An ion is something - an atom or particle of some sort - which has a charge. An electrical charge arises on a particle when the balance of its subatomic particles is lost; so instead of having the same number of protons and electrons, it has more of one than the other.
This is simply achieved by adding or taking away electrons from the outside of the particle, because the outside is the easiest bit to get to and less firmly stuck together than the nucleus or centre of the particle. If you lose one electron from the outside, then you'll have more protons than electrons, and end up with a positive charge of +1. If you gain an electron on the outside, you'll become negative with a charge of -1.
Most chemicals do not fly around in nature in the form of single atoms. They tend to form bonds. If both of the atoms that are forming a bond have an outer electron shell which is almost full, they will usually produced covalent bonds. However, if one is almost full and the other is almost empty, one will donate its electrons to the other to form an ionic bond.
This means that a lot of chemicals in nature are in the form of ions. This is particularly true of metals, e.g. sodium or potassium. In the body, these ions will commonly be referred to as electrolytes because, when they are dissolved in a solution, they help it to conduct electricity.
A cation is a positive ion. This means that it has lost at least one electron from the outside. Losing one electron means that the total number of protons in the nucleus will be bigger than the number of electrons around the outside. The overall (or 'net') charge is a positive one.
Cations do not need to have lost only one electron. The more electrons that are lost, the higher the number (e.g. +3). The number of electrons which can be lost usually depends on which atom you had to start with; for instance, a sodium cation is commonly a +1 ion. However, some atoms are able to vary the number of electrons they lose; for instance, iron is able to lose either 2 or 3 electrons, giving it a charge of +2 or +3.
Metals easily conduct electricity because they have less hold on their electrons. This means that a metal is more likely to lose an electron than to gain one. Therefore, when a metal atom becomes an ion, it is more likely to become a cation. The hydrogen ion is a unique example of a cation; it contains just the one proton, so it has more protons than electrons and carries a positive charge.
An anion is a negative ion. This means that is has gained at least one electron to its outer shell. Gaining one electron means the total number of electrons in the outer shell will be better than the number of protons in the nucleus.

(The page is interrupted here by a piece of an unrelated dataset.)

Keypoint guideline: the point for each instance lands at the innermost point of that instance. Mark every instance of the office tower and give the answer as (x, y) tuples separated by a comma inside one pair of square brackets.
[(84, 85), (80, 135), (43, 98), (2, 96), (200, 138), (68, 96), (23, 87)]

The net charge is a negative one.
Like with cations, anions can gain more than one electron, so the charge may be even less than -1. Oxygen, for example, tends to gain 2 electrons forming a charge of -2.
In nature, most acids are made up of an anion and a hydrogen ion; for instance, carbonic acid is made up of carbonate (an anion) plus a hydrogen ion. The acid is able to donate the hydrogen ion (which is what makes it an acid in the first place!), and is made up of the ionic bond between the negative anion and the positive hydrogen.